Erm. Perhaps neither that cool nor that charming. We are speaking of ice fishing here! Isn't that cool and charming enough for a hot afternoon?
An ode therefore! To the dauntless brethren and cistern of the ice auger!
You may shoot a round of golf with your goofy neighbor Rolf,
or smack handballs 'round until your fingers bleed.
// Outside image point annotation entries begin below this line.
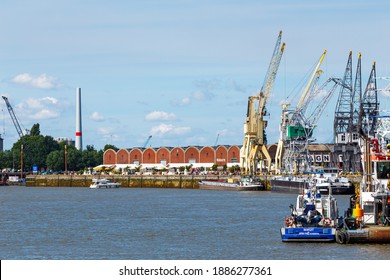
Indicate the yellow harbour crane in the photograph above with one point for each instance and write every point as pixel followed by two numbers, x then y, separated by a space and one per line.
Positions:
pixel 254 148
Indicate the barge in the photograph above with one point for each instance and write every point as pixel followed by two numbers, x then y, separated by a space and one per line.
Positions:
pixel 243 184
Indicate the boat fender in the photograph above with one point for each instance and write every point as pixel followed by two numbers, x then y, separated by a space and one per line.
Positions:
pixel 342 237
pixel 327 222
pixel 289 221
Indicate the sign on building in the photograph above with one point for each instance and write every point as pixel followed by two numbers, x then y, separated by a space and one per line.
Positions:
pixel 326 158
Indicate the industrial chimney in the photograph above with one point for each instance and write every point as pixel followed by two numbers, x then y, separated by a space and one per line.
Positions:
pixel 79 139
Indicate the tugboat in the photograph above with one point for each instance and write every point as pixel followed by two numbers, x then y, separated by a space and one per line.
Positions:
pixel 368 218
pixel 313 219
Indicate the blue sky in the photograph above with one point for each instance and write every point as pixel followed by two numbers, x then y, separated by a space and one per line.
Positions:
pixel 180 71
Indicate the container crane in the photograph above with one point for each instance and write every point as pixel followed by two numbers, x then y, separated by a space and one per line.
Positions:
pixel 296 128
pixel 13 117
pixel 147 141
pixel 254 148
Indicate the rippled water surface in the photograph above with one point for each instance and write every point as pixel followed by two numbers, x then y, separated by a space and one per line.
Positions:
pixel 143 224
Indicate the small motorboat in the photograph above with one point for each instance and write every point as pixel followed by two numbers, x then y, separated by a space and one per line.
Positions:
pixel 314 218
pixel 103 183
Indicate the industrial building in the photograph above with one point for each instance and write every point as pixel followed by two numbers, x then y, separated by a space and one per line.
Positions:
pixel 198 156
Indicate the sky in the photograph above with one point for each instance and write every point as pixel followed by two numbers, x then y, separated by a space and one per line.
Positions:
pixel 181 71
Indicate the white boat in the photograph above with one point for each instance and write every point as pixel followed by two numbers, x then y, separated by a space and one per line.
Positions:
pixel 289 183
pixel 243 184
pixel 329 178
pixel 313 218
pixel 103 183
pixel 368 218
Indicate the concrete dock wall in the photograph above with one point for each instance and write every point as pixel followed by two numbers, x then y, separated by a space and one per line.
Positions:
pixel 132 181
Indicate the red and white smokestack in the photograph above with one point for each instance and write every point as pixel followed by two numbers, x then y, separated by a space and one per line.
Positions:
pixel 79 139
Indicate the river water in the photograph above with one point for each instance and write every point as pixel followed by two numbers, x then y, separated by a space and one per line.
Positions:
pixel 157 224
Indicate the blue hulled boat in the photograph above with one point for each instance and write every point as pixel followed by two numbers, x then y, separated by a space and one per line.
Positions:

You may pump your mountain bike up the peak named after Pike,
and I'm sure we'll all applaud the mighty deed.
You may hunt the antlered moose, you may perforate a goose,
or with bow in hand confront the ring necked pheasant.
But a sportsman's not a hero t'il he fishes in sub-zero
temperatures that lesser men would find unpleasant.
There is nothing quite as nice as to lumber 'cross the ice
when the northern lights are shimmering o'er the pole.
With your tip-ups and your thermos and frost bitten epidermis
and a double headed axe to chop the hole.
On your upturned spacklin' pail there you'll squat through sleet and hail,
and snow so deep that folks can't see your hat.
And some may call you "nuts", and some "a silly putz",
Though you've never caught a trout and never will, I doubt,
that the prospect of a catch is what will tug ya,
to the frozen lake each season; no you do it for the reason,
it's the only place your spouse won't go to bug ya.